On the road we saw black people of many different tribes. A number of women I noticed, who walked proudly along, their brown, bare feet stepping lightly on the smooth road. They had long purple-black hair, which was always adorned with a long, stiff feather, dyed of brilliant red, green, purple, and like striking shades. They wore no other ornament than the colored feather, which lent them an air of pride, when seen beside the much-bejeweled people of that quaint town. Many of the women, who seemed very poor indeed, were lavishly dressed in jewelry. They did not wear much else, it is true, but in a place as hot as Aden, jewelry must be as much as anyone would care to wear.

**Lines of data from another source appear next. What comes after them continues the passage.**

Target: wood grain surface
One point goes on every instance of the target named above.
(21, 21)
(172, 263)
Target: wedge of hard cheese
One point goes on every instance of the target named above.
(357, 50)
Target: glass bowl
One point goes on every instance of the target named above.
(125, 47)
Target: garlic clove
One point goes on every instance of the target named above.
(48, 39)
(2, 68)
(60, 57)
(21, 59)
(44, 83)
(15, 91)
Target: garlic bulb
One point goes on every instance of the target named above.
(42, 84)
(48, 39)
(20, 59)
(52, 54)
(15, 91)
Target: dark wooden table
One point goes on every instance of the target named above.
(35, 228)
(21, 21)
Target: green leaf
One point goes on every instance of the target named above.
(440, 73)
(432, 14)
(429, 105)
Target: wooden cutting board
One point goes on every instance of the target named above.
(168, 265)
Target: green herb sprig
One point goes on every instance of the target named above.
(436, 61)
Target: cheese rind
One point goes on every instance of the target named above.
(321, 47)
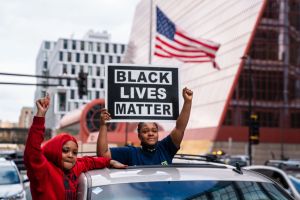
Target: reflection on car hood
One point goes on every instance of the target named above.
(116, 176)
(9, 190)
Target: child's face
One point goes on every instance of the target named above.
(149, 133)
(69, 154)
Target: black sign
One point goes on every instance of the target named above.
(141, 93)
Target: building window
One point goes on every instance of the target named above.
(69, 57)
(115, 48)
(106, 47)
(90, 72)
(94, 58)
(93, 83)
(102, 59)
(47, 45)
(122, 48)
(90, 46)
(266, 85)
(268, 118)
(101, 83)
(228, 119)
(61, 56)
(61, 101)
(72, 94)
(73, 71)
(82, 45)
(86, 58)
(68, 82)
(45, 64)
(98, 47)
(65, 44)
(74, 45)
(64, 69)
(77, 57)
(118, 59)
(272, 10)
(43, 93)
(295, 120)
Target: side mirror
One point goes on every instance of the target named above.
(25, 178)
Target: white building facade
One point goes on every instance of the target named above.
(65, 58)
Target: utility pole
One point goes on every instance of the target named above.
(247, 62)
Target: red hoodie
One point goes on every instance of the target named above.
(47, 178)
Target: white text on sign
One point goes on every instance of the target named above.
(143, 109)
(143, 77)
(140, 93)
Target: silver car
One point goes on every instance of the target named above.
(198, 180)
(287, 181)
(11, 184)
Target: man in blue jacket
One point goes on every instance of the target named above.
(152, 151)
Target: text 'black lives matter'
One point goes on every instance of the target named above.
(137, 93)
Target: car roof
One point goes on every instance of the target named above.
(263, 167)
(4, 162)
(189, 172)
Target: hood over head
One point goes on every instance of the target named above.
(52, 149)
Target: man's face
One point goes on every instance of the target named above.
(69, 155)
(149, 134)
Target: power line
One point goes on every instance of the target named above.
(36, 84)
(39, 76)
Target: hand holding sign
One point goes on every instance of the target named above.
(136, 93)
(187, 94)
(104, 116)
(42, 106)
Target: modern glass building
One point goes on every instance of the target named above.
(66, 57)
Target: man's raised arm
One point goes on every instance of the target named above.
(102, 144)
(183, 118)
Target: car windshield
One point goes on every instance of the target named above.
(296, 183)
(204, 190)
(8, 175)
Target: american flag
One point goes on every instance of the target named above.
(170, 42)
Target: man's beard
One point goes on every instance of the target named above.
(148, 147)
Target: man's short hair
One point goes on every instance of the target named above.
(140, 125)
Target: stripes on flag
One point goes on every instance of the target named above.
(170, 42)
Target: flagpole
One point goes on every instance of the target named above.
(150, 41)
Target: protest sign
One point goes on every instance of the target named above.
(142, 93)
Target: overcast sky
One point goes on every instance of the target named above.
(24, 24)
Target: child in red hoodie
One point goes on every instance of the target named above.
(53, 169)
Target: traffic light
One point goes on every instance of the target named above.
(254, 129)
(82, 83)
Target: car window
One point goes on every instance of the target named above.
(276, 176)
(203, 190)
(296, 183)
(8, 175)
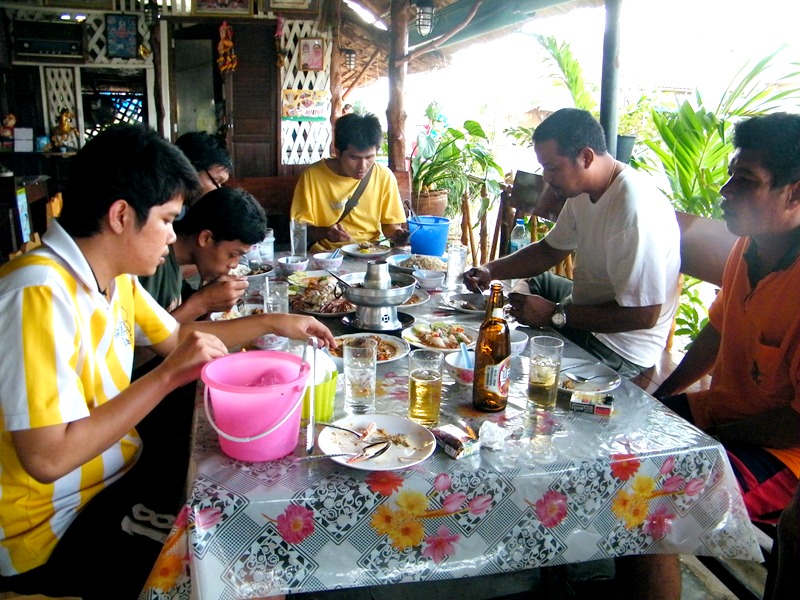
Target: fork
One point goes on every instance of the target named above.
(582, 379)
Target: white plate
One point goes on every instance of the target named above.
(455, 301)
(423, 298)
(401, 346)
(421, 442)
(608, 380)
(352, 250)
(396, 259)
(409, 336)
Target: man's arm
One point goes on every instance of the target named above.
(48, 453)
(698, 361)
(608, 317)
(527, 262)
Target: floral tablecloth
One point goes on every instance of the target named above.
(566, 487)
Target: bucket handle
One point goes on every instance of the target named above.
(258, 436)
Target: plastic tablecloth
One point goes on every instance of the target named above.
(565, 487)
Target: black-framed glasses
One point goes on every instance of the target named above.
(214, 181)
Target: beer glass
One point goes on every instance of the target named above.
(360, 361)
(425, 386)
(545, 352)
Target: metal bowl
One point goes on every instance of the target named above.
(370, 297)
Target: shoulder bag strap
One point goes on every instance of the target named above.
(352, 202)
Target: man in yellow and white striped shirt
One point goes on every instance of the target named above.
(73, 313)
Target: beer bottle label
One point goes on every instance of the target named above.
(495, 377)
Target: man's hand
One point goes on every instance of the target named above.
(300, 327)
(337, 233)
(400, 237)
(530, 309)
(477, 279)
(193, 351)
(220, 294)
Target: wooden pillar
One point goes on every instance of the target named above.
(609, 117)
(397, 69)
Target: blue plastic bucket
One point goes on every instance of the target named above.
(429, 235)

To me the sight of these perfect, bronze-like women, with a graceful drapery of thin silk wound about the waist, falling to the knees, and a corner taken up the back and brought across the bust, was most bewitching. On their bare, perfectly modeled arms were heavy bracelets, around the wrist and muscle, most times joined by chains. Bracelets were also worn about the ankles, and their fingers and toes were laden with rings. Sometimes large rings were suspended from the nose, and the ears were almost always outlined with hoop rings, that reached from the inmost edge of the lobe to the top of the ear joining the head. So closely were these rings placed that, at a distance, the ear had the appearance of being rimmed in gold. A more pleasing style of nose ornament was a large gold ornament set in the nostril and fastened there as screw rings fasten in the ear. Still, if that nose ornamentation was more pleasing than the other, the ear adornment that accompanied it was disgusting. The lobe of the ear was split from the ear, and pulled down to such length that it usually rested on the shoulder. The enormous loop of flesh was partially filled with large gold knobs.
At the top of the hill we came to a beautiful, majestic, stone double gate, the entrance to the English fort and also spanning the road that leads to the town. Sentinels were pacing to and fro but we drove past them without stopping or being stopped, through a strange, narrow cut in the mountain, that towered at the sides a hundred feet above the road bed. Both these narrow, perpendicular sides are strongly fortified. It needs but one glance at Aden, which is in itself a natural fort, to strengthen the assertion that Aden is the strongest gate to India.
The moment we emerged from the cut, which, besides being so narrow that two carriages pass with great difficulty, is made on a dangerous steep grade, we got a view of the white town of Aden, nestling in the very heart of what seems to be an extinct volcano. We were driven rapidly down the road, catching glimpses of gaudily attired mounted policemen, water-carriers from the bay, with their well-filled goat-skins flung across their backs, camels loaded with cut stone, and black people of every description.